Objectives: The aim of study was to investigate the relationship between aquaporin-4 (AQP4) and brain edema following status epilepticus (SE) via observing the changes of AQP4 expression in brain edema formation following SE in the developing rats, We also observed the effects of Monosialote-trahexosylganglioside (GM1) on the expression of AQP4 and brain edema following SE, contributing to learn more about the protective function of GM1 on brain edema due to SE. Methods: One hundred and fifty male developing Spraque-Dawley (SD) rats were randomly divided into three groups: control group, status epilepticus group (SE group) which was induced by pilocarpine (PILO), and GM1 group (SE+GM1), in which the rats were given intraperitoneal injection of GM1 30 mg/kg after SE, once again every 24 h for six times. Each group was subjected to 4 subgroups: 6 h, 24 h, 72 h and 7 d after SE (n= 5). Each brain tissue was respectively used to observe the changes of morphology, to determine the brain water content (BWC) by brain wet-to-dry weight ratio and to determine the expression of AQP4 by using immunohistochemical staining and to be semi quantified as an optical density (OD) value of positive cells with pathology imaging analysis system (PIAS).
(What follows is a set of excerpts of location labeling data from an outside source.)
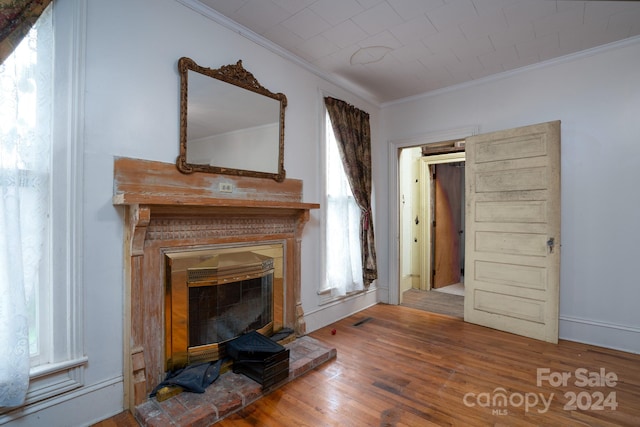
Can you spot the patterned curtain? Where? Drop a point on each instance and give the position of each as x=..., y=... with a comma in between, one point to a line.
x=16, y=19
x=353, y=133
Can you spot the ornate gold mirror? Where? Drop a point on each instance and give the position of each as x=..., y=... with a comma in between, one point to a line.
x=229, y=123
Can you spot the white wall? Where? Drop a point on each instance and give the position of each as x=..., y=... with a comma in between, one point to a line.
x=131, y=109
x=597, y=98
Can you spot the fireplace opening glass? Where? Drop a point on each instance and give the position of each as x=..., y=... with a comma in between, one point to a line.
x=215, y=294
x=222, y=312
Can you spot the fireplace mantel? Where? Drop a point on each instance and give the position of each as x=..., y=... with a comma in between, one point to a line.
x=165, y=209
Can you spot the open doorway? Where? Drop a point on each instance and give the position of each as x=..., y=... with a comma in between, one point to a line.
x=432, y=227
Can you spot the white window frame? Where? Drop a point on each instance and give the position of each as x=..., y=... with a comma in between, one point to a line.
x=65, y=369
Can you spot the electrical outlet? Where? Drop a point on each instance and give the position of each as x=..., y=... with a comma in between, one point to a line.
x=225, y=187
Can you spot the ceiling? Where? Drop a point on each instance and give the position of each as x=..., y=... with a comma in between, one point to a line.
x=386, y=50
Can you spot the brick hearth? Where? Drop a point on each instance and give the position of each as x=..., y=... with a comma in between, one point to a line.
x=230, y=392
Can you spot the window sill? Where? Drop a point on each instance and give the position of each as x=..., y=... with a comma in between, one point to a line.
x=45, y=382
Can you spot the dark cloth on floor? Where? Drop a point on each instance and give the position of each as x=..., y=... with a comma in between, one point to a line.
x=193, y=378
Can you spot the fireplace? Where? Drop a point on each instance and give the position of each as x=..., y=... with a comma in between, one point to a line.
x=216, y=294
x=167, y=213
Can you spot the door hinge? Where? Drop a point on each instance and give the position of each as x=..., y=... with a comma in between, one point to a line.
x=550, y=244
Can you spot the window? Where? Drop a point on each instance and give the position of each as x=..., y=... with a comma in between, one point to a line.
x=343, y=262
x=39, y=203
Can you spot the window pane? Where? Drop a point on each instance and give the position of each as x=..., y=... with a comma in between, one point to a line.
x=343, y=254
x=25, y=140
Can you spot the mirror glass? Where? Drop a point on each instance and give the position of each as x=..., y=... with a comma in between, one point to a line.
x=229, y=123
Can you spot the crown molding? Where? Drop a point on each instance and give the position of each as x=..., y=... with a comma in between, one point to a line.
x=510, y=73
x=230, y=24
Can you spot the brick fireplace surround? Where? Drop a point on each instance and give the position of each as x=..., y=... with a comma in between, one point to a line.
x=164, y=210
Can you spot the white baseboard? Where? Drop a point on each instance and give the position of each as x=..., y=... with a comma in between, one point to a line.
x=602, y=334
x=82, y=407
x=332, y=312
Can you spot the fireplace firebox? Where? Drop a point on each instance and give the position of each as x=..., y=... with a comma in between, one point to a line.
x=214, y=295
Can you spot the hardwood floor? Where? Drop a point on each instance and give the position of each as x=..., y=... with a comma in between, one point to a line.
x=434, y=302
x=399, y=366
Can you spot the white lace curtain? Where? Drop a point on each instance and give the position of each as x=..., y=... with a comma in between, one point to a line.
x=24, y=202
x=343, y=254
Results: In control group, there were no significant changes of the morphology, both the brain water content and the expression of AQP4. In SE group, HE staining showed swelling, degeneration of the brain cell and proliferation of astrocyte, so did the changes of SE+GM1 group. Compared with control, SE group significantly increased BWC and the expression of AQP4, all began at 6 h and peaked at 72 h (P<0.05), but no variance at 7 d (P>0.05). AQP4 expression positively correlated with BWC (r=0.623, P< 0.01). In SE+GM1 group, compared with SE group, the elevation of BWC was strongly attenuated at all time point except 7 d. While AQP4 levels demonstrated an obviously atenuation from 24 h. At 72 h, the AQP4 OD value decreased from 0.396 +/- 0.026 (SE group) to 0.243 +/- 0.036 (SE+GM1 group_) (P<0.05). Conclusions: Cerebralcortical AQP4 expression is up-regulated after SE with the deterioration of brain edema. It reveals that AQP4 participates in the development of brain edema after SE. Exogenous GM1 may inhibit AQP4 expression after SE and attenuate brain edema.